Il clima nella vallata è tipicamente mediterraneo, con inverni umidi e non freddi ed estati piuttosto secche e calde. Le precipitazioni piovose sono limitate grazie alle montagne del Libano che creano una barriera naturale per le nubi provenienti dal mare e due fiumi solcano la vallata, l’Oronte che scorre verso la Siria, ed il Litani, che invece scorre in direzione sud per poi gettarsi, ad ovest, nel Mediterraneo.
I vigneti di Chateau Musar sono disposti ad una altitudine di circa 1000 metri, questo permette di avere temperature più miti durante il giorno, mentre la notte sono i due fiumi a fare da regolatori termici.
I vini rossi vengono prodotti con Cabernet Sauvignon, Cinsault e Carignan, che trovano nel terreno argillo calcareo e ghiaioso un perfetto habitat.
I vini bianchi provengono da due vitigni differenti, l’Obeideh ed il Merwah, il primo progenitore di chardonnay e chasselas, di semillion il secondo; molto probabilmente queste piante furono portate in Francia durante il ritorno dei soldati dalle crociate.
Possiamo dire, se proprio abbiamo necessità di fare confronti, che i rossi sono tipicamente bordolesi, ma sarebbe una descrizione limitativa, sia per Chateau Musar che per Bordeaux. I terreni ed i climi sono comunque diversi, e molto fa lo stile di vinificazione: cosa è meglio, un vino che possiede le caratteristiche del luogo dove nasce o un vino che rispetta gli standard che il mercato ha stabilito?

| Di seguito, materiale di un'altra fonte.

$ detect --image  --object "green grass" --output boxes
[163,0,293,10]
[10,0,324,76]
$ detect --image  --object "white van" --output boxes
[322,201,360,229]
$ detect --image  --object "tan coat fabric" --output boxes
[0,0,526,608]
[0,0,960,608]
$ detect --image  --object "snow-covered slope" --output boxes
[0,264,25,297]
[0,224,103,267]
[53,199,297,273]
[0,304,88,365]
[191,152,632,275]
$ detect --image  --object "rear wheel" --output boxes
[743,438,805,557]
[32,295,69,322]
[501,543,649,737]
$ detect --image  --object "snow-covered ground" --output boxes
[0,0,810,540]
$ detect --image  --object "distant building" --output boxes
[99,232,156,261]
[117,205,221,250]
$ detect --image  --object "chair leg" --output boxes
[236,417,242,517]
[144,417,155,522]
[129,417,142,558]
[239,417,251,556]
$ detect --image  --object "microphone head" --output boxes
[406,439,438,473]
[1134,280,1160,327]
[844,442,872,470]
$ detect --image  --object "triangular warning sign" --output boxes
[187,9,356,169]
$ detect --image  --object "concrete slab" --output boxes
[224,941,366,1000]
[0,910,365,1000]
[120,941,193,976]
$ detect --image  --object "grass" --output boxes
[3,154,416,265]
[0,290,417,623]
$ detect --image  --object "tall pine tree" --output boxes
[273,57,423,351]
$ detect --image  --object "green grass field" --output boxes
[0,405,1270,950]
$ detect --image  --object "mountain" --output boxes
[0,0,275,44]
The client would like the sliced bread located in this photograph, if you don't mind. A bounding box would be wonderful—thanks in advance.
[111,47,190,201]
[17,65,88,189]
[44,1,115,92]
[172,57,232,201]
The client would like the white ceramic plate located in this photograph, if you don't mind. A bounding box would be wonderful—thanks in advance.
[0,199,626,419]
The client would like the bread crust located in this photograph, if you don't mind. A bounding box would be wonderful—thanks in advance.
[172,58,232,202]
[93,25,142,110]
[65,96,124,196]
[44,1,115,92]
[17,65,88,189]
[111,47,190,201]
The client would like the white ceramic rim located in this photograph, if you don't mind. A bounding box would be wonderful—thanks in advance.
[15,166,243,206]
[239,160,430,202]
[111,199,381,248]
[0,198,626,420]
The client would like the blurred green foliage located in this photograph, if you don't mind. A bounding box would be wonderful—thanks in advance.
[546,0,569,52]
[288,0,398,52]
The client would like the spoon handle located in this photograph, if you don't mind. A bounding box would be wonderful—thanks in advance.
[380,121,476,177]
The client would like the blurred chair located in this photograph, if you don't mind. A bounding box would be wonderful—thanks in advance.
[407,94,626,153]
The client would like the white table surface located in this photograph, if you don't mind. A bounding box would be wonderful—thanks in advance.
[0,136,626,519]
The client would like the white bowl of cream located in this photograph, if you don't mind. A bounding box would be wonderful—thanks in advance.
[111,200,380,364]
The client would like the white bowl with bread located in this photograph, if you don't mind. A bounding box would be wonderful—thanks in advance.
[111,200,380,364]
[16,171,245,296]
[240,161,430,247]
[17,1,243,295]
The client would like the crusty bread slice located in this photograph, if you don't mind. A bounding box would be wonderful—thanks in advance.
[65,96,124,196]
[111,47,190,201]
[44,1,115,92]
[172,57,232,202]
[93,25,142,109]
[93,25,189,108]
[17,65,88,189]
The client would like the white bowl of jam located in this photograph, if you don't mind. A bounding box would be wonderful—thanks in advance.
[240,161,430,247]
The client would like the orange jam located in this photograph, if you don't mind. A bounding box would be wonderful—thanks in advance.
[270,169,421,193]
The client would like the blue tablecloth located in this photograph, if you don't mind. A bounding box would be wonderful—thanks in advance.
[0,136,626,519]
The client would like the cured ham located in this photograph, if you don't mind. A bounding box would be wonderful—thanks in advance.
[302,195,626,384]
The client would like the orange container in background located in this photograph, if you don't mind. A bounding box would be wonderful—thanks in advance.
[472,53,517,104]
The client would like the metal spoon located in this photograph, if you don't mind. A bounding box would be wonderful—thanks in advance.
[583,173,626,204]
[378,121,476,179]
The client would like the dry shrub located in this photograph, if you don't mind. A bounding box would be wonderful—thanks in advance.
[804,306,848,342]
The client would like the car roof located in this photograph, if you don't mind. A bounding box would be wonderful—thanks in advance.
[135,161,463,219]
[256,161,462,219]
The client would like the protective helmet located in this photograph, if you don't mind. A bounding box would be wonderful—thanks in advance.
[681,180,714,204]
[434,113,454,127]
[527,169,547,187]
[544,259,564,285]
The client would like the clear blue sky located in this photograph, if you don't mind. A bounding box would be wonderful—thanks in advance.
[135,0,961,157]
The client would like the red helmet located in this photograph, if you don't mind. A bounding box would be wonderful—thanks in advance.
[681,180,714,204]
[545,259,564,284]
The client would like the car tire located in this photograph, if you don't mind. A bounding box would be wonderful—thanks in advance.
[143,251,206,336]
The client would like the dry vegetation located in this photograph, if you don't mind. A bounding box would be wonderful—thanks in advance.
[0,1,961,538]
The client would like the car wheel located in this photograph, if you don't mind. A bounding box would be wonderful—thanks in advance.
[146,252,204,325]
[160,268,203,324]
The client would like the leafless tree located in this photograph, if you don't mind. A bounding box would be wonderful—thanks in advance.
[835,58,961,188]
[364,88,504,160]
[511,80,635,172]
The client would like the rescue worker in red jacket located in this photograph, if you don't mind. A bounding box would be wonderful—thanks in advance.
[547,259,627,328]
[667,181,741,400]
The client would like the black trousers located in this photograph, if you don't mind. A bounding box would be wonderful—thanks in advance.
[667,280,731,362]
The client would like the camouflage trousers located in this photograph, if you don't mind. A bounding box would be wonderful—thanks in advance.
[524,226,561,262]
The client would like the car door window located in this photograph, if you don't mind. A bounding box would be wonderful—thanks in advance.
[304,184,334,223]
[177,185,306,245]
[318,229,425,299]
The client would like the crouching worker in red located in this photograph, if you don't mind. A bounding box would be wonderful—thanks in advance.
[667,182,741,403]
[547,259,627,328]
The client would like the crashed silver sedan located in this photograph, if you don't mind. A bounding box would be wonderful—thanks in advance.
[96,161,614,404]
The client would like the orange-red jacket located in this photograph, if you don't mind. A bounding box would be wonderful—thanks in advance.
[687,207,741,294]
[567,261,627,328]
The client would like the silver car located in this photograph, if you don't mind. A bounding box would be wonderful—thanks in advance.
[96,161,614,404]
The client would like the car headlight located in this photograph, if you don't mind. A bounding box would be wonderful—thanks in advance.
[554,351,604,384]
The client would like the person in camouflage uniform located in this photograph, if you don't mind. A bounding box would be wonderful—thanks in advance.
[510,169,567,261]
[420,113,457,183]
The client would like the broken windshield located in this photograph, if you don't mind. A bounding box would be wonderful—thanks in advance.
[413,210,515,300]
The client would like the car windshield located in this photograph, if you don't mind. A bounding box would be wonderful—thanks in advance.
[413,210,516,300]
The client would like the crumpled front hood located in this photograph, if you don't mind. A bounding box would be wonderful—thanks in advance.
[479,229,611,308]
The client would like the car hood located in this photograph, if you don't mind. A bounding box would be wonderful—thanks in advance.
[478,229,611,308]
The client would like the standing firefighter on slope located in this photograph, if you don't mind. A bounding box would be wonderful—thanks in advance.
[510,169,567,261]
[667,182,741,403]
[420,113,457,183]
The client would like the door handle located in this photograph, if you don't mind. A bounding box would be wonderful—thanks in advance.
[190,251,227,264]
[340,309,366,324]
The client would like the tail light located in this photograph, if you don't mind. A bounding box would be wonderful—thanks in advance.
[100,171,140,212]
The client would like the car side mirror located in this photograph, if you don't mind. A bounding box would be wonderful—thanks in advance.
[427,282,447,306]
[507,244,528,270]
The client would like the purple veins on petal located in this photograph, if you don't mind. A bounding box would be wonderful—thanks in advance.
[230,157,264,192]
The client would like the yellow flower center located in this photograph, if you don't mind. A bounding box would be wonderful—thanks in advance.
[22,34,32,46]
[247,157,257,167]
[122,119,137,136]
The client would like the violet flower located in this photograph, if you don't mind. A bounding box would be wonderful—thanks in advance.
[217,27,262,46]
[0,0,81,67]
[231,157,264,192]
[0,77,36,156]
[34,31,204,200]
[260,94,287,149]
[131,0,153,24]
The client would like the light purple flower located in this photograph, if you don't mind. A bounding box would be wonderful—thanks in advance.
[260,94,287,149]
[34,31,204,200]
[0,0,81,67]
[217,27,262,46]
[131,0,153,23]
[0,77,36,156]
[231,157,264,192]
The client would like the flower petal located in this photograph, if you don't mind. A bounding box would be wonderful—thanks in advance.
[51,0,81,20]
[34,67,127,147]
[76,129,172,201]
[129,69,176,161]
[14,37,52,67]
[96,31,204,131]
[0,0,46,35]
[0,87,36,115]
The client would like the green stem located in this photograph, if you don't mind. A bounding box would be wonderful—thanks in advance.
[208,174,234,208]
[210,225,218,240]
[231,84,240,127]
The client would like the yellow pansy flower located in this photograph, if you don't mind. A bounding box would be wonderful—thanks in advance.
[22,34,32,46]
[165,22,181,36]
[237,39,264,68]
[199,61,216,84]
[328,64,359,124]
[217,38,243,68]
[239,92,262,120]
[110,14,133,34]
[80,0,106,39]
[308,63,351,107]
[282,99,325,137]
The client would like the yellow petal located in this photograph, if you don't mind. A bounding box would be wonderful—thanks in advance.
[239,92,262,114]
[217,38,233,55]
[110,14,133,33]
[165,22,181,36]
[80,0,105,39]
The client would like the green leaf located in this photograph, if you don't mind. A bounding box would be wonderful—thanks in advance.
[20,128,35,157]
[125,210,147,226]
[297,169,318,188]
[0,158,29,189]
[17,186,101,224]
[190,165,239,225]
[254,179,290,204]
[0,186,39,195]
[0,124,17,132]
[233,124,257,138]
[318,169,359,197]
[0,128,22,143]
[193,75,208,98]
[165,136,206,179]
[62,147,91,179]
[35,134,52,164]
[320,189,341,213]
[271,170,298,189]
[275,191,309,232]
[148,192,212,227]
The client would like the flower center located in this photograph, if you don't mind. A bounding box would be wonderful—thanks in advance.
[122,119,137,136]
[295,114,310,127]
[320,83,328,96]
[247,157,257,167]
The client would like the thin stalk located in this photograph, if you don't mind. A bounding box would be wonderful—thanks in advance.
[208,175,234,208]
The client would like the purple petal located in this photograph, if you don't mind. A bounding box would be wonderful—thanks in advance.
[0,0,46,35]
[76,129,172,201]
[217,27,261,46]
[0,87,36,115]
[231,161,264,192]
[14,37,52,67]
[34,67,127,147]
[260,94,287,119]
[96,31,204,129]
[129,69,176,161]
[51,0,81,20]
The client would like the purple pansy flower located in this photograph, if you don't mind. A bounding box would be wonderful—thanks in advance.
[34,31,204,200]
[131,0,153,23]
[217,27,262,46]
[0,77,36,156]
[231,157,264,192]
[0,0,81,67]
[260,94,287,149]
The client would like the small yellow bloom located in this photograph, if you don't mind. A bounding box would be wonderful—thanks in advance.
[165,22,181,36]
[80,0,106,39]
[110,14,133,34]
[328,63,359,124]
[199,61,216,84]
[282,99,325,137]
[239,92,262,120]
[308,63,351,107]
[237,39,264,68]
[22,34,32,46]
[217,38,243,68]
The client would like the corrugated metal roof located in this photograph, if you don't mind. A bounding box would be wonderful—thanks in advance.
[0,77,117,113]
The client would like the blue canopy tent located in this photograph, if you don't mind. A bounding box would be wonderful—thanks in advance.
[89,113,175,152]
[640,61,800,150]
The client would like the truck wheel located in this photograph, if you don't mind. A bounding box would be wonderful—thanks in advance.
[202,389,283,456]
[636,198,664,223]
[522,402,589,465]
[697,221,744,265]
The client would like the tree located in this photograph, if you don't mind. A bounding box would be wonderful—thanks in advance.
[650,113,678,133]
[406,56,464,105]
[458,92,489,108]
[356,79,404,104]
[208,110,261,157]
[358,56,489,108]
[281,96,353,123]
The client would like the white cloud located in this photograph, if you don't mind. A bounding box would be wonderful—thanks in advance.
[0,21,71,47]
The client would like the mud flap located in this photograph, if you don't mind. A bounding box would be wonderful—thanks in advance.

La differenza sta tutta qui, nella cura della vigna e soprattutto nella scelta di usare lieviti indigeni, che possono svilupparsi solo in quel particolare territorio.
La vendemmia dei bianchi avviene in genere entro la prima quindicina di ottobre, le uve vengono fatte fermentare separatamente in barrique di quercia e poi tenute a maturare per altri nove mesi. Il vino viene poi miscelato, imbottigliato, e mantenuto altri 4 anni in bottiglia prima di essere immesso in commercio, secondo la tradizione bordolese.
Il vino da me assaggiato era lo Chateau Musar Blanc 1989, una vera e propria delizia per la vista, l’olfatto ed il gusto, servito ad una temperatura di cantina, ossia attorno ai 15°.
Un colore di oro pallido non solo luminoso ma quasi brillante, ed il naso che si riempie di miele, noci, fichi canditi ed infine burro salato e albicocca. Un profumo intenso, persistente e profondo.
Al palato è immediato sentire il gusto di arancia caramellata, e c’è una sintonia perfetta tra olfatto e gusto; l’acidità e la sapidità sono poi il complemento della morbidezza fruttosa e di caramello, lasciando la bocca perfettamente pulita per un secondo assaggio, con una lunghezza veramente impressionante.
Il piatto a cui si accompagnava questa delizia era un filetto avvolto nel bacon.